ExecuJet (see box) has prebooked some 16,000 provisional slots for the tournament period; however, the slots cannot be used until they are allocated to a specific aircraft tail number and some important bureaucratic obstacles must be cleared before that can happen. Slot allocation is in the hands of the South African Air Force (SAAF).
Pilots To Be Screened
UVAir senior trip owner Justin Murray explained to AIN that pilots have to be security screened before their operators can even apply for a slot. In theory, only the pilot-in-command needs to be security screened, but UVAir is advising clients to have cleared any pilot who might have to act as captain.
The first step in the process requires the pilots to complete the SAAF’s security clearance form. Once the screening is complete–a procedure that will take a minimum of 24 hours–the SAAF issues a security code unique to each pilot. That code is combined with a flight authorization code to create a unique identifier for each flight plan. A different approval code is required for each separate flight, but once a pilot has a security code he or she can apply for any number of slots.
“Ideally, operators have already started this process, but if they haven’t, they certainly should now,” said Murray in early April. UVAir can provide the security screening forms but the pilots must complete them. Once they do, UVAir can file the forms and take care of other flight-planning arrangements.

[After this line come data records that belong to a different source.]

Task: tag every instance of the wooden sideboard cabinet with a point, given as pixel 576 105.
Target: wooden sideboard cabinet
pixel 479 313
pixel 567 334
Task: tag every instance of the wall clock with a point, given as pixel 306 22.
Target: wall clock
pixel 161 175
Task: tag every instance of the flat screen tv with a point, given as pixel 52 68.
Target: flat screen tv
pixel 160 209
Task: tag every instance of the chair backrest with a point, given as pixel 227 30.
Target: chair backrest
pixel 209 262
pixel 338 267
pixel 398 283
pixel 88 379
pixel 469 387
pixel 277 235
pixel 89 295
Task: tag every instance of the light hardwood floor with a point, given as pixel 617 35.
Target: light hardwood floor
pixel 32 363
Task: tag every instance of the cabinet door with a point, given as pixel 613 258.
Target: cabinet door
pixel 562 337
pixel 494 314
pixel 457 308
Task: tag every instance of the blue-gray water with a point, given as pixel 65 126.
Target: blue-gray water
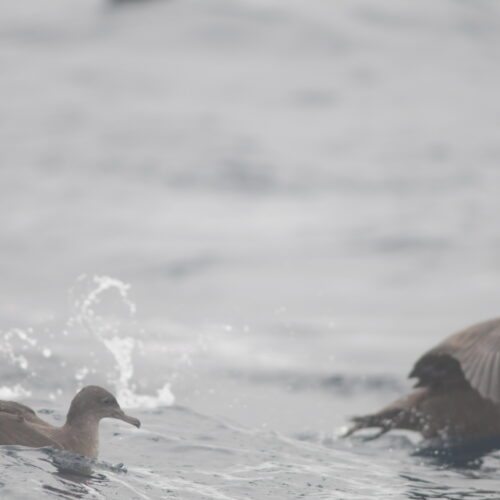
pixel 302 196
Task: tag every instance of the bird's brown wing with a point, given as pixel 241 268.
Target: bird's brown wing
pixel 21 410
pixel 469 357
pixel 14 429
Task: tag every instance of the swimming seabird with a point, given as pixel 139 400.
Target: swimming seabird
pixel 19 424
pixel 457 394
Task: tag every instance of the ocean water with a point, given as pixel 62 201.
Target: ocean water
pixel 247 219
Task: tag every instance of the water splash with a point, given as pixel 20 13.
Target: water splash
pixel 111 330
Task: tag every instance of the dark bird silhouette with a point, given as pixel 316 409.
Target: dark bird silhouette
pixel 20 425
pixel 457 394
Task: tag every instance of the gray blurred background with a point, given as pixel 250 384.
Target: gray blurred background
pixel 292 165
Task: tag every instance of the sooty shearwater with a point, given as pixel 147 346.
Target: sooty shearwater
pixel 457 394
pixel 20 425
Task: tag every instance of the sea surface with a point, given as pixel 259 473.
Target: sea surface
pixel 247 219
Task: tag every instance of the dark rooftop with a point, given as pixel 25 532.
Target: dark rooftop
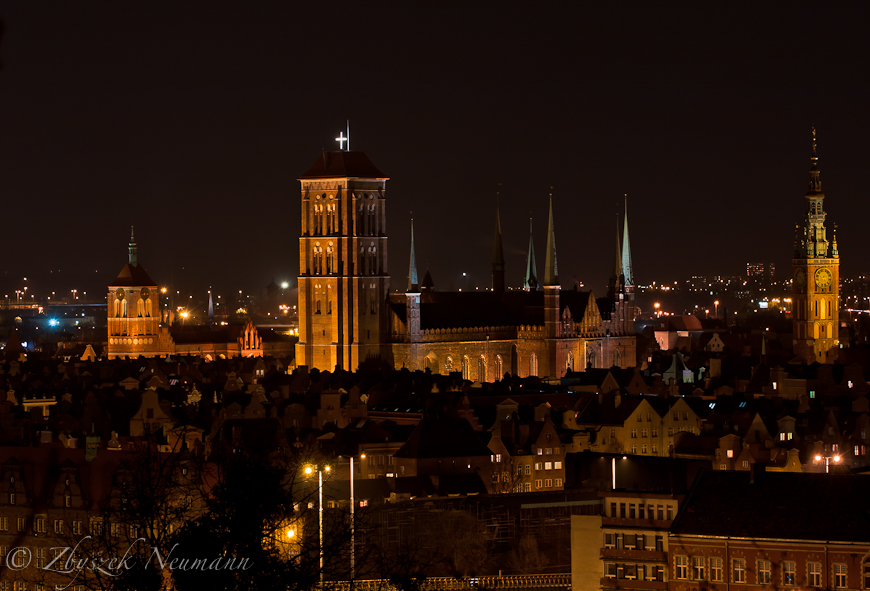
pixel 133 276
pixel 343 164
pixel 792 506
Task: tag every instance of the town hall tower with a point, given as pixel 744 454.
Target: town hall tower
pixel 816 279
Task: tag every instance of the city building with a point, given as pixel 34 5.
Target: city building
pixel 763 530
pixel 347 314
pixel 139 327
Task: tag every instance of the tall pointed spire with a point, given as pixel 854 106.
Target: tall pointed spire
pixel 626 249
pixel 497 255
pixel 531 280
pixel 413 284
pixel 815 181
pixel 551 269
pixel 617 267
pixel 132 249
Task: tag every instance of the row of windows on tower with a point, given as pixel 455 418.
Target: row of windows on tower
pixel 326 220
pixel 818 311
pixel 143 308
pixel 318 309
pixel 367 263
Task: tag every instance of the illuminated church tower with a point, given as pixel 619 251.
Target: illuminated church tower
pixel 134 312
pixel 343 279
pixel 816 273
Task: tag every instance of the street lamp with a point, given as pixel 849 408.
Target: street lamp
pixel 613 470
pixel 828 459
pixel 352 523
pixel 309 470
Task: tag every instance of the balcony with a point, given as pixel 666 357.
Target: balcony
pixel 607 583
pixel 629 553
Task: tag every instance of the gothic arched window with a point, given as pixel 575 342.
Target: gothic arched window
pixel 318 259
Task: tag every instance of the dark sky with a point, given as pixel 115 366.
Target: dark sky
pixel 193 122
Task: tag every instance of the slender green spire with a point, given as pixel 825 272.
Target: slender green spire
pixel 626 249
pixel 551 269
pixel 531 280
pixel 413 284
pixel 497 248
pixel 497 256
pixel 132 249
pixel 617 267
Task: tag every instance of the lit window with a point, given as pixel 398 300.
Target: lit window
pixel 682 567
pixel 716 569
pixel 698 568
pixel 738 568
pixel 763 572
pixel 814 574
pixel 788 572
pixel 840 576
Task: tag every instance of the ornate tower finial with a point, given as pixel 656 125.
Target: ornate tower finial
pixel 413 284
pixel 815 182
pixel 132 250
pixel 497 252
pixel 531 280
pixel 551 269
pixel 626 249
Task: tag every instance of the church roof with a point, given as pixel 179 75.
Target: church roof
pixel 343 164
pixel 133 276
pixel 474 309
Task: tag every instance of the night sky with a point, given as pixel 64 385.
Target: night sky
pixel 193 122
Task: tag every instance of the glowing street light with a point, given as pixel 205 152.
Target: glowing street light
pixel 828 459
pixel 309 470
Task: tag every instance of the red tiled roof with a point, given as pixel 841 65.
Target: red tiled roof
pixel 343 164
pixel 133 276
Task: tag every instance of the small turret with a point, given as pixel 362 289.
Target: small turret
pixel 551 268
pixel 497 257
pixel 132 250
pixel 530 283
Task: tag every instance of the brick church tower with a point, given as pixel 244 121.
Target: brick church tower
pixel 343 279
pixel 134 312
pixel 816 274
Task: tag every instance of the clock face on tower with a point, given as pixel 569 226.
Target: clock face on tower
pixel 800 279
pixel 823 278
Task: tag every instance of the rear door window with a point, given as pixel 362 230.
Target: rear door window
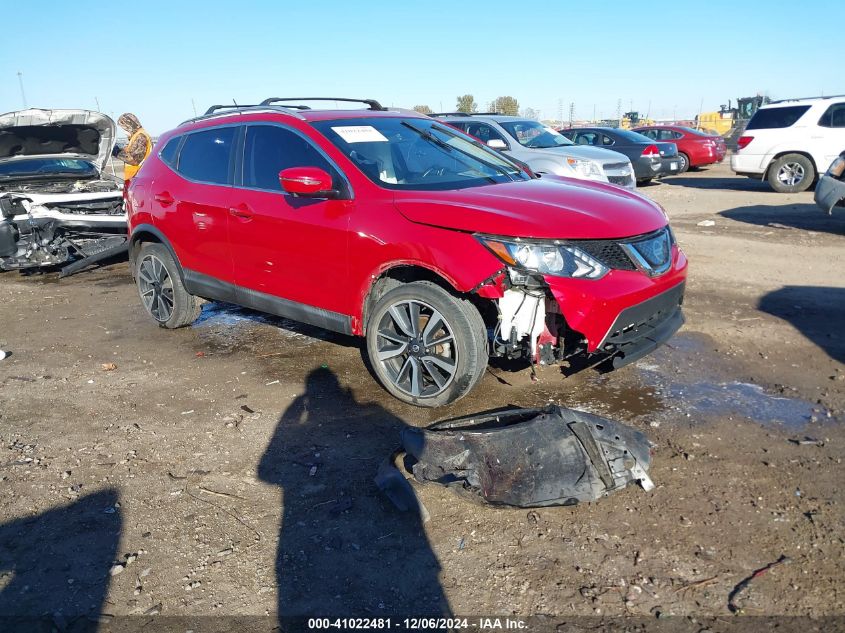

UVair warns that aircraft parking space will be limited at most of the 19 airports serving the World Cup (see box on page 16). A drop-and-go policy requiring operators to relocate their aircraft as soon as passengers disembark is likely to be in force at the main airports. Such procedures will require additional slot applications and will increase operating costs.
Hotel rooms are also in short supply, so ExecuJet has prebooked rooms in anticipation of client need. However, minimum-stay rules (probably five nights) will apply at many of them and there will likely be a policy of full, nonrefundable prepayment. Accordingly, UVAir is advising operators chose one location as a base for their stay in South Africa, flying in and out of it during the tournament, rather than trying to move from city to city.
Another consideration for operators will be the need for overflight permits. For example, an operator flying from Europe might have to secure permits from eight or nine different African states in a part of the world that is notorious for bureaucracy. UVAir (Booth No. 7030) warns that the lead-time for overflight permits can be at least 14 days.
South Africa itself will require an overflight permit in addition to a landing slot, as well as a landing permit. According to UVAir, if an aircraft is carrying more than eight passengers the operator will have to apply for a foreign operator’s permit using yet another form, and must do so at least two weeks before the aircraft’s arrival.
The requirement to have a landing permit can be waived if the owner is onboard. In that instance, the crew must carry a letter on company letterhead formally stating that it is a non-revenue flight and that the owner is onboard.
Air Routing (Booth No. 1043) also is urging clients not to delay in making arrangements for trips to South Africa for the World Cup. “We are advising them to solidify schedules now and suggesting they get help if they are not used to flying in Africa,” said assistant manager of operations Matt Pahl. He predicted that operators coming from the U.S. (which already accounts for a large portion of World Cup ticket purchases) will likely opt to fly via the Caribbean or Brazil to avoid having to overfly other African countries.
Air Routing prepares schedules on behalf of clients before passing them along to its South African representative ExecuJet to work on slots and parking arrangements. Pahl said Lanseria will likely prove to be a popular airport for the business aviation community, but he added that Cape Town and Durban International Airport have much larger ramps. Air Routing is also advising operators to prebook fuel purchases to avoid delays.